71. No presente caso, a Corte constata que o suposto dano que motiva a
apresentação da petição inicial é a impunidade em que se encontram a morte e a tortura
de Vladimir Herzog. Com base no acima exposto, a Corte é de opinião que os
peticionários tinham uma expectativa razoável de que o Estado remediasse essa situação
de impunidade a partir do retorno da democracia e, sobretudo, a partir da apresentação
do relatório final da Comissão criada pela Lei No. 9.140/1995. Por esses motivos, o
Tribunal considera que as circunstâncias específicas do presente caso, em especial a
influência da Lei de Anistia na possibilidade de investigar e julgar a morte do senhor
Herzog, a emissão do relatório da CEMDP, em 2007, e as ações iniciadas pelo Ministério
Público Federal são, em seu conjunto, ações que podiam ter contribuído para a
eliminação da impunidade e, portanto, são fatos relevantes que permitem determinar
que a apresentação da petição inicial ocorreu dentro de um prazo razoável. Portanto, a
petição era admissível e, por isso, a Corte resolve declarar improcedente a exceção
preliminar apresentada pelo Estado.
E. Incompetência ratione materiae para revisar decisões internas sobre
possíveis violações dos artigos 8 e 25 da Convenção Americana (exceção de quarta
instância)
E.1. Alegações do Estado, observações da Comissão e dos representantes
72. O Estado observou que o Sistema Interamericano de Direitos Humanos
não tem como propósito revisar o mérito das conclusões alcançadas pelas autoridades
nacionais no exercício legítimo de suas competências, e que, portanto, está fora da
competência ratione materiae da Comissão e da Corte assumir o papel das autoridades
nacionais e agir como se fossem um tribunal de recursos.

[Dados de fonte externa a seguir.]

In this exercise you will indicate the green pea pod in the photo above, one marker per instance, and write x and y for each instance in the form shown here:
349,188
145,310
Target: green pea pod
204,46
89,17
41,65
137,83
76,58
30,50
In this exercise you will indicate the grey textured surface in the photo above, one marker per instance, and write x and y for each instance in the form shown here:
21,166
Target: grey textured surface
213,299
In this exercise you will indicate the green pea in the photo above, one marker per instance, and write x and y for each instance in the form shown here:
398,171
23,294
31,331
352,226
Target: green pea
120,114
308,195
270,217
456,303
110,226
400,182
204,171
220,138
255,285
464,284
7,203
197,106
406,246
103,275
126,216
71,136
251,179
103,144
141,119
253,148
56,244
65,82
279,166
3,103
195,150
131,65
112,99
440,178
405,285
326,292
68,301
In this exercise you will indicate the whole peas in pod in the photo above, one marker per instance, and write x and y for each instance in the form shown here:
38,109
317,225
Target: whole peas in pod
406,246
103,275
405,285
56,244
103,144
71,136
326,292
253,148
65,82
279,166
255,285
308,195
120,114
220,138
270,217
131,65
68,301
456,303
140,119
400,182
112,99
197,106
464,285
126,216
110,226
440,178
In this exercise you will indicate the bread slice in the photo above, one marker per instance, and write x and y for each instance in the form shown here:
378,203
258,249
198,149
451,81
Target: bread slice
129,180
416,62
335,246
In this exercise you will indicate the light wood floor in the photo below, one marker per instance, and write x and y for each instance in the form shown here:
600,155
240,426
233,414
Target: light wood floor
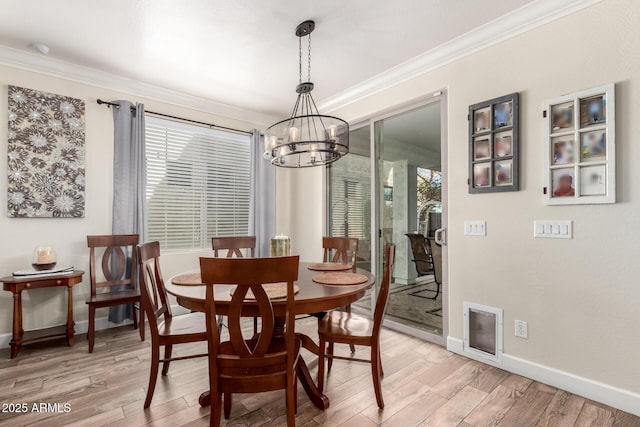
424,386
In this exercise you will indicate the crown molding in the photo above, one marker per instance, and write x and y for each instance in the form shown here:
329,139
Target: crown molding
65,70
519,21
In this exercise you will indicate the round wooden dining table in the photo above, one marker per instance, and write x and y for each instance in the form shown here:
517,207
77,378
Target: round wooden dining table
311,298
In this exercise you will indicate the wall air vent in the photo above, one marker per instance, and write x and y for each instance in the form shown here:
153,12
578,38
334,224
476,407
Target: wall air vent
482,332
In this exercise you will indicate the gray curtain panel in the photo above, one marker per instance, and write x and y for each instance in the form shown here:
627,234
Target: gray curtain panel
129,182
262,206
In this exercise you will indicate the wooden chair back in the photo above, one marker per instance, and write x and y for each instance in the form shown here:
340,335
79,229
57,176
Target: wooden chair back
383,295
234,245
248,274
344,249
152,291
421,253
436,253
118,259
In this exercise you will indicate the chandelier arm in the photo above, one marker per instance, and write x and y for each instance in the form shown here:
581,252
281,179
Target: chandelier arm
315,128
324,128
309,120
299,59
294,113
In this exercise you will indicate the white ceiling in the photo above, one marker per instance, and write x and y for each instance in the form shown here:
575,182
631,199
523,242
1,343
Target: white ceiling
240,52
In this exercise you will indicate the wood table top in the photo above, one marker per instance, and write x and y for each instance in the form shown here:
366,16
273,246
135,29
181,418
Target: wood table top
313,297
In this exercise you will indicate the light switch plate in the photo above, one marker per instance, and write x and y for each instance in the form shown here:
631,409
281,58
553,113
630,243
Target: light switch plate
475,228
553,229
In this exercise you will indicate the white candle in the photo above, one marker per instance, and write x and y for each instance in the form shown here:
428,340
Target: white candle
45,256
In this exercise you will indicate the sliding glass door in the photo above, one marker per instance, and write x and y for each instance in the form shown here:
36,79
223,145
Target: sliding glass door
390,186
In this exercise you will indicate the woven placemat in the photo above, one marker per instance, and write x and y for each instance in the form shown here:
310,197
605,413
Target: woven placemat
340,278
273,291
187,279
329,266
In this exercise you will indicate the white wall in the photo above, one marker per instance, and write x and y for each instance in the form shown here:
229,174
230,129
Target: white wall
581,296
19,236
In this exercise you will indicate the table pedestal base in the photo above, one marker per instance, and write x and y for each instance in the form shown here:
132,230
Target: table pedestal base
304,376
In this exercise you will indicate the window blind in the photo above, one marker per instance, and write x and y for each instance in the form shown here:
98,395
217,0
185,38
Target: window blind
198,183
350,201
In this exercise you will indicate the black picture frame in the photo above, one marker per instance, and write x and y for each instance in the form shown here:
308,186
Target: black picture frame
499,124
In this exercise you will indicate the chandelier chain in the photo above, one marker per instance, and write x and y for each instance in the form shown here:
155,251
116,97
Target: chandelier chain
300,59
309,54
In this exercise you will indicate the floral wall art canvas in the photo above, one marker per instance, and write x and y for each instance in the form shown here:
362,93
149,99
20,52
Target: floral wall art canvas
46,140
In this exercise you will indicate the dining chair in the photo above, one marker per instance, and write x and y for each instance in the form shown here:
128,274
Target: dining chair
344,249
117,285
347,328
266,361
436,254
234,246
422,257
166,329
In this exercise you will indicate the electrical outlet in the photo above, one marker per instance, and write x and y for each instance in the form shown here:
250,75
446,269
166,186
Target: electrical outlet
521,329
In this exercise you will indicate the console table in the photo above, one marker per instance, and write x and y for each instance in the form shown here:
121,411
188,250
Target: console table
16,285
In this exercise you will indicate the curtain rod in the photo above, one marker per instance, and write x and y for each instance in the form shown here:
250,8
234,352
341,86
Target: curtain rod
113,104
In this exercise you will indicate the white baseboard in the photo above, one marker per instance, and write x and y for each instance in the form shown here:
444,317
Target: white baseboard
624,400
82,326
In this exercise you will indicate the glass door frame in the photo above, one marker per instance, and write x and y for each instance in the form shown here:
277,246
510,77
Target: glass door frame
376,157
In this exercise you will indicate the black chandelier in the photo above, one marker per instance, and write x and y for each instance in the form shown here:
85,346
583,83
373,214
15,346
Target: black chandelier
306,138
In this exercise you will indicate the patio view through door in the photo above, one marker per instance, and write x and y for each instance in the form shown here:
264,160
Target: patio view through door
381,195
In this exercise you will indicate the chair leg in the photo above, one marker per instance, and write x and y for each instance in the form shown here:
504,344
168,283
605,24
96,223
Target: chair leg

73. Reiterou que o procedimento iniciado em 2008 não é um recurso interno
apto para efeitos do cômputo do prazo razoável da apresentação da petição perante a
Comissão. Acrescentou que, ainda que se admitisse a idoneidade do referido recurso e
que, portanto, a petição foi apresentada dentro de um prazo razoável, o respeito à coisa
julgada material e a prescrição da ação penal - ambas protegidas pela Convenção -
impedem o exame do mérito do assunto.
74. Recordou que a decisão judicial adotada no ano de 1992 foi anterior aos
avanços jurisprudenciais da Corte Interamericana quanto à imprescritibilidade da ação
penal em casos semelhantes, e afirmou que exigir uma reinterpretação judicial de
decisões passadas com fundamento em teses jurisprudenciais que não existiam na época
reduziria o alcance das garantias judiciais.